Silence. Eddie n’intervint pas. Il s’amusait trop pour ça.
— On peut arrondir à cinq-six, corrigea Cullum.
Une fois encore, Eddie choisit de ne pas piper mot.
— Huit, finit par lâcher Cullum.
Et quand Eddie éclata de rire, Cullum se joignit à lui.
— Qu’est-ce que t’as derrière la tête, fiston ?
Eddie jeta un regard vers Roland, qui tenait une boîte d’aspirine entre les deux doigts rescapés de sa main droite. Eddie s’en empara avec reconnaissance.
— Je voudrais que vous veniez à Lovell. Il semblerait qu’on ait encore un peu à palabrer, en fin de compte.
— Pour sûr, et on dirait bien qu’j’étais au courant, fit Cullum, même si j’en étais pas vraiment conscient. J’arrêtais pas de me dire : « Je vais prendre la route pour Montpelier vite fait », et pourtant je me retrouvais avec des tas de trucs à faire ici, avant de partir. Si tu avais appelé il y a cinq minutes, ça aurait sonné occupé, parce que je causais avec Charlie Beemer. C’est sa femme et sa belle-sœur, qui se sont fait tuer à l’épicerie, tu vois. Et puis je me suis dit : « Bon sang, j’vais faire un grand coup de ménage avant de partir, avant de charger mon barda dans le camion et de prendre la route. » Rien de bien extraordinaire, mais j’crois bien que j’attendais ton appel depuis que je suis rentré ici. Où vous allez ? Au Chemin du Dos de la Tortue ?
Eddie ouvrit avidement la boîte d’aspirine et contempla les petits cachets, sagement alignés. Drogué un jour, drogué à vie, constata-t-il. Même pour ces trucs-là.
— Pour sûr, fit-il en se moquant à peine.
Il avait attrapé le truc des accents régionaux, depuis ce jour où il avait vu débouler Roland, dans un Delta 901 en descente sur Kennedy Airport.
— Vous disiez bien que ce chemin représentait juste un crochet de trois kilomètres, à partir de la Route 7, pas vrai ?
— Bien vrai. Y a de sacrées belles maisons, sur le Chemin du Dos de la Tortue.
Il marqua un temps d’arrêt, pour réfléchir.
— Et un paquet qui sont à vendre. On a repéré pas mal d’entrants, dans ce coin-là, récemment. Je vous l’ai dit, il me semble. Ce genre de choses, ça rend les gens nerveux, et les riches, du moins, ils peuvent se permettre de partir, quand ça les empêche de dormir.
Eddie ne pouvait plus attendre.
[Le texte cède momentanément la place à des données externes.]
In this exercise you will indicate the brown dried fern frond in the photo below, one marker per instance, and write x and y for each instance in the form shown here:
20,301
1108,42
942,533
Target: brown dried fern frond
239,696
Il engloutit trois aspirines, dégustant leur goût amer, quand il les sentit se dissoudre sur sa langue. Mais bien que la douleur fût lancinante, il aurait pu en supporter deux fois plus, si seulement il avait eu des nouvelles de Susannah. Mais elle restait silencieuse. Eddie avait l’impression que la ligne de communication entre eux, déjà aléatoire, avait été réduite à néant par l’arrivée du satané bébé de Mia.
— Les gars, vous feriez bien de garder vos feux à portée de main, si vous avez l’intention d’aller sur le Chemin du Dos de la Tortue, à Lovell, conseilla Cullum. Pour ma part, je crois bien que je vais mettre ma carabine dans le camion avant de lever les voiles.